The office guide to fashion suicide: flip-flops, shorts, hoodies
If you’re rolling into work wearing ripped jeans, strapless tops, a hoodie and flip-flops, know this: Your colleagues disapprove.
The vast majority of American workers don’t consider the Mark Zuckerburg fashion special to be appropriate attire for the office, according to a new report from staffing and recruiting agency Adecco USA.
More than seven in 10 employees surveyed said they frown on holey jeans, thong sandals and tops or dresses with no straps or backs. More than half said they look down on co-workers clad in hoodies, short skirts or pants.
About half said they think that cubicle-dwellers wearing leggings aren’t being sartorially smart. Less offensive, but still not popular: white socks with black shoes, sneakers, open-toed shoes, sleeveless garb and even jeans matched with blazers.
Employees seem to be getting more finicky about how their colleagues dress. The 7% of respondents who said last year that they don’t have a problem with any of the above options has since shrunk to 3%.
Maybe it’s time to pull out the gray flannel suit. After all, it wasn’t that long ago that Swiss bank UBS was micromanaging employee garb down to the underwear (flesh-colored only, please).
But maybe ditch the tie. Some bosses, such as Virgin’s Richard Branson, consider the neck gear to be stifling for creativity.
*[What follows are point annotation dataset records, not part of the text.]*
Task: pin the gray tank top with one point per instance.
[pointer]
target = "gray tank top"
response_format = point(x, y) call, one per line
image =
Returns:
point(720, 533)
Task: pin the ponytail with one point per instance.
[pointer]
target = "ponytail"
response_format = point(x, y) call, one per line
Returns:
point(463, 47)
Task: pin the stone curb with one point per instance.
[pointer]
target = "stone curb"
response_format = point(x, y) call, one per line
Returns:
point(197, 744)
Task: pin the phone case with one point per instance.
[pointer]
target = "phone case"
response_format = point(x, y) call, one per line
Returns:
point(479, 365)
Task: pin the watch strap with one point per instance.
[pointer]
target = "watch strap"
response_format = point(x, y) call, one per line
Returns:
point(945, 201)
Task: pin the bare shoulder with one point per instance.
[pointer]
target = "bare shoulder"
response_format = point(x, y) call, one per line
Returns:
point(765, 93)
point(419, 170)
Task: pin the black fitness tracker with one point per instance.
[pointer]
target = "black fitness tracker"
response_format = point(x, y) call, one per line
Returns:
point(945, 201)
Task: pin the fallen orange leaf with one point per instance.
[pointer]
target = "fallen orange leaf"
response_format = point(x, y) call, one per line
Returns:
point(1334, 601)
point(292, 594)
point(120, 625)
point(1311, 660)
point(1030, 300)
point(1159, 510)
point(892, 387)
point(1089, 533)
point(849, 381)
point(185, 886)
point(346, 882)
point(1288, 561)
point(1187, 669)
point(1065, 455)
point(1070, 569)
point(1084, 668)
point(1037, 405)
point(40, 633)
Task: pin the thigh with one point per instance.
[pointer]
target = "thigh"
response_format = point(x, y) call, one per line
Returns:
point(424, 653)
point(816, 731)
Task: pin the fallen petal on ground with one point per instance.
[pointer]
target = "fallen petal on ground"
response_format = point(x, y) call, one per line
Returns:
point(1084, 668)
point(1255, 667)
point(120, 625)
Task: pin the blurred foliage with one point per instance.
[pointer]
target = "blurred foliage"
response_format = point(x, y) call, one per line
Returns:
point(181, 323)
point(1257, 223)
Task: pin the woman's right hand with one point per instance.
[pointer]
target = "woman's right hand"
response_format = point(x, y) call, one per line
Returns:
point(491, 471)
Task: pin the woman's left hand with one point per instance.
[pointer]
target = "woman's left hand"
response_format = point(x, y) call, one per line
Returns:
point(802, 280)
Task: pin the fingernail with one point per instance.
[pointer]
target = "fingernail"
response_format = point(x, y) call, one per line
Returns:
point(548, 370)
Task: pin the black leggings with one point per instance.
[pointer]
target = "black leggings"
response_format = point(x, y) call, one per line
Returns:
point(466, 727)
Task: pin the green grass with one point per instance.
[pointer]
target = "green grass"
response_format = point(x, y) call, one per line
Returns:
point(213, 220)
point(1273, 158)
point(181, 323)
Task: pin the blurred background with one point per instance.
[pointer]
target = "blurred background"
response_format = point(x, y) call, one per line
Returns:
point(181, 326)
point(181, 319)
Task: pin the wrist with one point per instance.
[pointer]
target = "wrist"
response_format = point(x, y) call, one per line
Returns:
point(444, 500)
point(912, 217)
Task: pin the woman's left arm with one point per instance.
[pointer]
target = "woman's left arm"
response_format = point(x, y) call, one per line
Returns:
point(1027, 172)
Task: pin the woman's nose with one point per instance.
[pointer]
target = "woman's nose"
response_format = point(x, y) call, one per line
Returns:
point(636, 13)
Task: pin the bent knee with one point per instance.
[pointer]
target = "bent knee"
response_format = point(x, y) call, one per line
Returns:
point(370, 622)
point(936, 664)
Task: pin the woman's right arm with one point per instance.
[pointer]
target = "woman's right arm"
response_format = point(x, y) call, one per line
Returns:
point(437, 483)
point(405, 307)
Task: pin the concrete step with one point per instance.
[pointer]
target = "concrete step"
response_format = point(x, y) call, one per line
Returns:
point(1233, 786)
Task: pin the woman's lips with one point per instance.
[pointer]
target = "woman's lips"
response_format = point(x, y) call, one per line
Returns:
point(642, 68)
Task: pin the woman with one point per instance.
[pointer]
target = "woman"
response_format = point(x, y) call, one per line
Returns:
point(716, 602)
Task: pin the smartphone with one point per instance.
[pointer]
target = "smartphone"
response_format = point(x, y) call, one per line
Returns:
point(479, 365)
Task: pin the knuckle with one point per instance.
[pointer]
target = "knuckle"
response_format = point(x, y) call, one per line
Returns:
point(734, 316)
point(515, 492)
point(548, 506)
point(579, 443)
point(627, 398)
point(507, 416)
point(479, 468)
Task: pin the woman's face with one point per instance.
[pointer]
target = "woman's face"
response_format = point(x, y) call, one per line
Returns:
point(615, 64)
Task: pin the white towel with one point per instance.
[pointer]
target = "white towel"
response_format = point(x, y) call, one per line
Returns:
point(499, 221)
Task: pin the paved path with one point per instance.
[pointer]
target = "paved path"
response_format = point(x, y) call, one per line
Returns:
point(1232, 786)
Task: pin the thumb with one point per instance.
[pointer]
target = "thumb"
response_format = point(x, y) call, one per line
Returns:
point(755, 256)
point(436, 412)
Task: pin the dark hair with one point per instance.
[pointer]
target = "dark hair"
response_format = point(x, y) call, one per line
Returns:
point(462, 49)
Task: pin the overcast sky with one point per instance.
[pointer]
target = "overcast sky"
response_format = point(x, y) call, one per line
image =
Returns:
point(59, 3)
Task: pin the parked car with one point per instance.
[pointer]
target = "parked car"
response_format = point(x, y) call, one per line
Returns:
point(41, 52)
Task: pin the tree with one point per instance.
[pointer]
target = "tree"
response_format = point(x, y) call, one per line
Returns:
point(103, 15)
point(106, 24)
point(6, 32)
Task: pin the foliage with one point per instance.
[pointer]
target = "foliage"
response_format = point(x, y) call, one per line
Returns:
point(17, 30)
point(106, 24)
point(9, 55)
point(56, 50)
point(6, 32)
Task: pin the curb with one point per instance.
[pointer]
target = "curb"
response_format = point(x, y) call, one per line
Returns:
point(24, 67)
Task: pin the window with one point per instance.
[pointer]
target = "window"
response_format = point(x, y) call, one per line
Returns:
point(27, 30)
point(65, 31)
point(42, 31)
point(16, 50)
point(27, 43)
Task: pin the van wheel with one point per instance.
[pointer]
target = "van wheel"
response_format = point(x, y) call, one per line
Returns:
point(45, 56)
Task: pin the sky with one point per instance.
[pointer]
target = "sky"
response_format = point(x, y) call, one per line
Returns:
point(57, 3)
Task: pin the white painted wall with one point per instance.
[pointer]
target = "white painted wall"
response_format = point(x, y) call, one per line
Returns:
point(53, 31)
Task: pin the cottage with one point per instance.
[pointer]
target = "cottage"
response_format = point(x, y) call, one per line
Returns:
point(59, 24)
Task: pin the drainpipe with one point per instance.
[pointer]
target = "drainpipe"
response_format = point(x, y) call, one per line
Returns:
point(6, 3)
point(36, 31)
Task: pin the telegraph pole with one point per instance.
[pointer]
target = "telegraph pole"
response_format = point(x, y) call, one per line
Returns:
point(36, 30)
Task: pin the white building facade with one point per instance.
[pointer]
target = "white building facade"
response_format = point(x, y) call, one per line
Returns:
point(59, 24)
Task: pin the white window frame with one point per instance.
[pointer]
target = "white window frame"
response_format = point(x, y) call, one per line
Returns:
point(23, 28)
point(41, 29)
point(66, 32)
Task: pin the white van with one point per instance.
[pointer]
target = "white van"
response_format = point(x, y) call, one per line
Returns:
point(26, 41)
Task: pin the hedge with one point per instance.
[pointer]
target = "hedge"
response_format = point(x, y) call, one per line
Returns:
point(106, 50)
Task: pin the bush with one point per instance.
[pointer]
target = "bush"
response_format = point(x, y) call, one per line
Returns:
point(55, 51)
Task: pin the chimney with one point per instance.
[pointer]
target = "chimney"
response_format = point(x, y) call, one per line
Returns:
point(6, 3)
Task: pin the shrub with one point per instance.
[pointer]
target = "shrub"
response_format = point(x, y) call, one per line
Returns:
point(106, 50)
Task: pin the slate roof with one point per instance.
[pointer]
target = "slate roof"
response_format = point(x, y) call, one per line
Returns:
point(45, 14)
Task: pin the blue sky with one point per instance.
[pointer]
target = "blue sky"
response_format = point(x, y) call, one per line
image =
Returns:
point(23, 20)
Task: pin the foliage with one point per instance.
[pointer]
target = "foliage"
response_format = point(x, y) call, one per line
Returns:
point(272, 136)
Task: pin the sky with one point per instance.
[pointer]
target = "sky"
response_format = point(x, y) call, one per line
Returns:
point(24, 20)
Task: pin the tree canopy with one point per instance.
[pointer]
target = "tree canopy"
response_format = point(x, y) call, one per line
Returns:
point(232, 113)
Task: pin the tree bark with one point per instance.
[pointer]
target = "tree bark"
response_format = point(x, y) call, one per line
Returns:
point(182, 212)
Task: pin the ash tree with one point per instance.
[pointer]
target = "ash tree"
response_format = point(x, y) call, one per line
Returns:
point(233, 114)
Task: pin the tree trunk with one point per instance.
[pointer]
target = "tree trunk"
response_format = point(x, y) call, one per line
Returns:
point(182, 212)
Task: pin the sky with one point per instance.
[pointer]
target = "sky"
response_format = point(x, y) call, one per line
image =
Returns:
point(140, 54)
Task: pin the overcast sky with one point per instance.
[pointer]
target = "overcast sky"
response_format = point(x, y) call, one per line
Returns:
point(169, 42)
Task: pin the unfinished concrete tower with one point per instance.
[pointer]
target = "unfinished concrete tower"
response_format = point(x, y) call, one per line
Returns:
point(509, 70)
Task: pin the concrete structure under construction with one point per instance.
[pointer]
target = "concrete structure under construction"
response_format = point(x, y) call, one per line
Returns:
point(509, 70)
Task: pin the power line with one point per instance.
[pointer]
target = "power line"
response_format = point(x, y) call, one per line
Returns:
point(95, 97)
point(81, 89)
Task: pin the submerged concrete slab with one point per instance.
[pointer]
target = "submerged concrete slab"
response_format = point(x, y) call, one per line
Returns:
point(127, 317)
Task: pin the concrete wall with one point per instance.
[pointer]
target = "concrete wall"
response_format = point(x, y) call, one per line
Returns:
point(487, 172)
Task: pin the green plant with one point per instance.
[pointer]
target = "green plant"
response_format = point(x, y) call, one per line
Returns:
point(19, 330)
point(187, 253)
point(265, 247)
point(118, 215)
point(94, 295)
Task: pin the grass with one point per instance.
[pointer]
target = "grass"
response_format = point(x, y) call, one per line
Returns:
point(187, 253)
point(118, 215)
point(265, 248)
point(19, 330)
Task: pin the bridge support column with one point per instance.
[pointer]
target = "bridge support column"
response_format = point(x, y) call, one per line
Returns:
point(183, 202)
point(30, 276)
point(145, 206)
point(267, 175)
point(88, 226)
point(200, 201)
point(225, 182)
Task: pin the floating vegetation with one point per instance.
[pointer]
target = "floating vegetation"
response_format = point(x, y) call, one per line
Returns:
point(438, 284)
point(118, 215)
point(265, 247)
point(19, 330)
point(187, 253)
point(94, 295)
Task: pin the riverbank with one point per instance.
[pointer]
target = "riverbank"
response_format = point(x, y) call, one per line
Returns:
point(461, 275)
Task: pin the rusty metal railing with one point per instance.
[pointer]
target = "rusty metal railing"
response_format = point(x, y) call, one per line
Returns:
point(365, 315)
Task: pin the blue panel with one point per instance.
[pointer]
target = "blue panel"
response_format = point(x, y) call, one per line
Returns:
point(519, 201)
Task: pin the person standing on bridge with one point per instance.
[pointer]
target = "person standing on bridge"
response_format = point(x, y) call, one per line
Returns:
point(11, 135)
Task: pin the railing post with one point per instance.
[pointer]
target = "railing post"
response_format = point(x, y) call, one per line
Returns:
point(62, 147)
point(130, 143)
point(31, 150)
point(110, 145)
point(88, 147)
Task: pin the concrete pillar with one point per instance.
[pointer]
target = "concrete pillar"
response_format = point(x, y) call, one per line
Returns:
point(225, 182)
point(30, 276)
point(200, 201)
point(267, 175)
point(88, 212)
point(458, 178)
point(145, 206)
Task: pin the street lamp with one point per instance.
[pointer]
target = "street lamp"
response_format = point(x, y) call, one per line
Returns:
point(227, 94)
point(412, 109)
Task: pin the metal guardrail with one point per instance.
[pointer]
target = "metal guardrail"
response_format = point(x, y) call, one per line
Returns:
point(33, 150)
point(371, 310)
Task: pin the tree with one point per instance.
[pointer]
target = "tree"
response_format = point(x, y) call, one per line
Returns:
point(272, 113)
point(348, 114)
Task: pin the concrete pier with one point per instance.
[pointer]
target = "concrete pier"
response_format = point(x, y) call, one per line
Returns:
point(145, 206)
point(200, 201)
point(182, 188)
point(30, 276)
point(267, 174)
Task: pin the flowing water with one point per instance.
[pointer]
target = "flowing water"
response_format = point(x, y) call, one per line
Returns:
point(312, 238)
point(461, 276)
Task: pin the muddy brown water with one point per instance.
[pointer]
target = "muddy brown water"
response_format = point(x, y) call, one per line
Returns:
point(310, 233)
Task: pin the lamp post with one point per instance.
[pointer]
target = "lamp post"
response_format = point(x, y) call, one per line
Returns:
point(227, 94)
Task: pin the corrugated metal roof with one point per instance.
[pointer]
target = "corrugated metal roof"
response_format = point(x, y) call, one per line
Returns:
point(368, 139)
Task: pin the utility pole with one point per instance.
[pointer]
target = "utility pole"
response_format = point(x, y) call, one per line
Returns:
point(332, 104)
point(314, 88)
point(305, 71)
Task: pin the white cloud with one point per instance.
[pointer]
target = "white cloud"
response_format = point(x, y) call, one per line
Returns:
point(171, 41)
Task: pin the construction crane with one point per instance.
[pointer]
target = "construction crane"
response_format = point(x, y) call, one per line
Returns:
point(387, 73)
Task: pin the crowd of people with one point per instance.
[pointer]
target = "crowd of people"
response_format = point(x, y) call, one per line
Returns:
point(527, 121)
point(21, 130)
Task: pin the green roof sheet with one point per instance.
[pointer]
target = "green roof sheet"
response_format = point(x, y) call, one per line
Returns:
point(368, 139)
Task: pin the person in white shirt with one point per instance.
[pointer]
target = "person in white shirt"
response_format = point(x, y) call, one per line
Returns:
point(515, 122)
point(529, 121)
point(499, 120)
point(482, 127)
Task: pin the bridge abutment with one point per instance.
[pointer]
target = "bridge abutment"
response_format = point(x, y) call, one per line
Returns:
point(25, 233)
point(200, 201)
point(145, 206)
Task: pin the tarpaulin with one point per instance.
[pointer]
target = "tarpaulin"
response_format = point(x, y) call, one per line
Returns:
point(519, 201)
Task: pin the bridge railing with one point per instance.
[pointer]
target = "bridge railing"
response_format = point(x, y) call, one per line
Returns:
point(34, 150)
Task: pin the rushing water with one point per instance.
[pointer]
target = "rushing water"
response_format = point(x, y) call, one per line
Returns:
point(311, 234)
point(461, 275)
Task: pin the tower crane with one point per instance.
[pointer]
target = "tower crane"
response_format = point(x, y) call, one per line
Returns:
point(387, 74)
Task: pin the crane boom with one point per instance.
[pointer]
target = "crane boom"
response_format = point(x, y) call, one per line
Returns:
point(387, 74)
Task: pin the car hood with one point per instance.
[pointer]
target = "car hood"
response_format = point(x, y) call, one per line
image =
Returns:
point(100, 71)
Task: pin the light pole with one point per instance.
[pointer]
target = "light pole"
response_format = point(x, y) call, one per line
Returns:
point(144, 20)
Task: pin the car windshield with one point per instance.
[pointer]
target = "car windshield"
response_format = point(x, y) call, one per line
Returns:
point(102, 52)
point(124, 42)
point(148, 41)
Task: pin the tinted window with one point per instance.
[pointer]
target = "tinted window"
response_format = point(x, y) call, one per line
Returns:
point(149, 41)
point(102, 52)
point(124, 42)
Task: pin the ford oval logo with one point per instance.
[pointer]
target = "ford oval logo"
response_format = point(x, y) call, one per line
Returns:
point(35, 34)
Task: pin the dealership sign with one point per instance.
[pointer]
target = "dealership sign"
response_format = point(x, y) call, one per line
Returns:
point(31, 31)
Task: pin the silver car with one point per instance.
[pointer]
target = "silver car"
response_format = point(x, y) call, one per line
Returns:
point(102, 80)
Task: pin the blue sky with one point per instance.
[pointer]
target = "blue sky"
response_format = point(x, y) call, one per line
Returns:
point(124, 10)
“Being comfortable and confident in what you are wearing can only help people come up with more innovative and original thoughts,” Branson wrote on his blog in May. “It’s a little thing, but can make all the difference.”
Flouting the dress code isn’t the only way to offend your co-workers, according to Adecco.
Nearly half of workers said they are annoyed by associates who clip or bite their nails; 43% said they get grossed out when colleagues take their shoes off. And nearly three in 10 said they don’t want to see officemates’ tattoos or their hair-brushing and makeup-applying routines.